The shootout for grid positions at Baku had been due to start at 6pm local time.
However, a change of the schedule has been prompted as the result of an incident at the end of the earlier Formula 2 sprint race.
Following a last-lap safety car restart, Campos Racing's Ralph Boschung nudged Calan Williams into the barriers on the outside of Turn 1, before Cem Bolukbasi (Charouz) and Virtuosi's Marino Sato made contact with the side of his stricken Trident car.
The damage to the Tecpro barriers prompted some lengthy work from track officials, and meant that the final F1 free practice session started 15 minutes later than anticipated.

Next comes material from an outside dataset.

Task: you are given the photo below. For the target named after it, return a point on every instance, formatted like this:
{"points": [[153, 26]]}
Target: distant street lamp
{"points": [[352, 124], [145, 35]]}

But with the FIA electing to run the session for it full hour, rather than starting the clock at the original start time so it ended as scheduled at 4pm, it meant a finish time of 4.15pm local time.
F1 has long had a rule that dictates qualifying cannot start any less than two hours after the end of practice so that has impacted the rest of the day's timetable.
Article 39.1 b) of F1's Sporting Regulations states than on a non sprint-race weekend qualifying will take place: "on the second day of on track running and will start no less than two (2) hours, and no more than three (3) hours after the end of P3."
A statement from the FIA confirmed that there would be no intervention in shuffling the timetable to begin at the original time.
It said: "Following the delay to the start of FP3 which was due to barrier repairs after the F2 sprint race - the start of qualifying will be 15 minutes later than scheduled in accordance with Article 39 of the sporting regulations."
The slight delay to F1 qualifying will be of good news to some motorsport fans as it means there is no longer a direct clash with the start of the Le Mans 24 Hours race that begins in France.
However, the extra 15 minutes delay pushes F1 much closer to when it begins getting dark, with qualifying due to finish at 7.15pm, less than one hour before sunset.